Nada más conocerse los resultados electorales, los secesionistas salieron a celebrar que les habían votado algo menos de un millón de personas, que habían triunfado sin ningún a discusión, que su éxito les parecía relevante, e ignoraron al 1.122.460 ciudadanos que, de una manera explícita, a través de sus votos al PP, PSOE y Ciudadanos, habían mostrado su negativa a la aventura.
Si al fanático no se le resiste la Historia, y la cambia en versiones delirantes; si no se le resiste la realidad, porque dice que va a cambiarla, también es inmune a la aritmética, porque ellos, los justos, los buenos, los superiores son siempre más que los malos, los equivocados, los descarriados. Por el impermeable del fanático resbalan pruebas razonamientos y números: les da lo mismo.

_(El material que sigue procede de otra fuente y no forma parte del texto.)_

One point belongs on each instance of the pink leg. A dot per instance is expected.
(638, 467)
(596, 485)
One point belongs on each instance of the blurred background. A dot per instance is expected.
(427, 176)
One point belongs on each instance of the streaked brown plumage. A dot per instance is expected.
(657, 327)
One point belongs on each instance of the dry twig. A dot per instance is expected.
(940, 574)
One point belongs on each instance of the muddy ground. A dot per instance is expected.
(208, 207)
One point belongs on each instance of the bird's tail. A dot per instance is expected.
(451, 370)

El fanático puede defender la superioridad de la raza aria, la supremacía del ideario marxista, o la primacía del Islam, y cualquier argumento en contra sólo merece el desprecio, el vilipendio o, en casos extremos, la persecución.
Ignorar a más de la mitad de un colectivo, sea un equipo de fútbol, un autobús o una ciudad es muy deslumbrante, pero en aras de los santos objetivos no hay que pararse en cifras.
Ese 1.222.460 electores son gente equivocada a la que suponen que les convencerán.
Por las buenas, si es posible y, dado que para el fanático el fin justifica los medios, ya emplearemos fórmulas convincentes para que los extraviados recuperen la razón y abandonen su locura.
«El infierno son los otros» decía Sartre en una síntesis del existencialismo.
«El cielo somos nosotros», afirman convencidos los nacionalistas, y por eso caminan con esa seguridad, con ese desparpajo victorioso, invulnerable a cualquier inclemencia, porque el impermeable del fanático le pone al abrigo de la realidad.